Our mining partners always reinforce to us the importance of creating AI solutions that are robust, accurate, useable on site and scalable across their organisation. This is in Razor Labs’ DNA and influences how we approach and design all our AI projects.
A real pain point being felt by one of our customers involved car dumpers, these are big, expensive pieces of equipment that are essential to production. It is here that we were able to support them with AI-based predictive maintenance and increase asset utilisation by 20%, which meant the solution paid for itself in under two weeks. Another example is the success we have had in using LiDAR data to detect, classify and create alerts for changes in underground mines, fragmentation sizes and ore humidity levels.
How do you see the mining industry adopting AI? Are there any areas which are better than others?
There are still very few large mining companies working with AI in a structured way. Machine learning is being used to a greater extent, but very few are using deep learning effectively. There may be two or three making significant progress with AI, with different industry segments proving very siloed. For example, companies focussing on copper may well take a completely different approach to those targeting iron ore.
I have touched on the importance of developing an AI strategy including IIoT, and capturing and storing data for effective AI adoption, but another key factor is the way mining organisations and AI partners work together. I believe that great innovation can never just come from head office, the genesis of great projects has to come from working closely with the mining engineers working on site. Engineers on site best understand the problems and AI partners have a deep understanding of where AI is most valuable according to the company’s innovation risk profile.

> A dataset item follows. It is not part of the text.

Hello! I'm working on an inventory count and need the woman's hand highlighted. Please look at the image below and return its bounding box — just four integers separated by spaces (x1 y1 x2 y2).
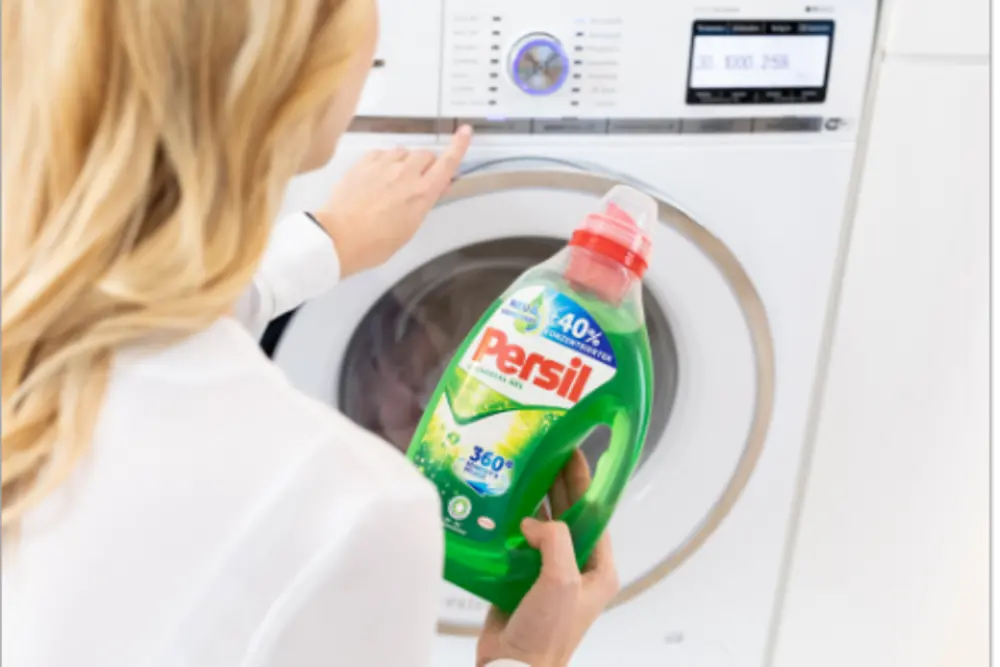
314 126 472 278
476 450 618 667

Additionally, AI partners bring experience with other customers in other sectors and industries and employ the very best and brightest AI developers who can solve the most complex problems. It is only through doing this that an accurate understanding of the challenges can be gained, and the best next steps taken towards reaching a solution.
What other digital innovation trends have you seen across mining and other sectors? Which do you think are here to stay?
My view is that in the short term there will be a much wider spread adoption of video analytics and LiDAR technologies as mining companies recognise the immediate value they can gain. If your mining organisation has already invested in cameras and installing LiDAR, the opportunities to generate data insights are almost unlimited. The next level of benefits will come when organisations continue to invest in their smart IIoT strategies and to leverage its value by adopting AI for things like malfunction prediction and process optimisation.
While this prediction doesn’t focus on other big trends, it frames the importance of proper implementation that will actually lead to results. We are actively supporting our clients along the AI adoption pathway, helping them make the steady progress that prevents projects getting stuck in the ‘proof of concept’ valley of death.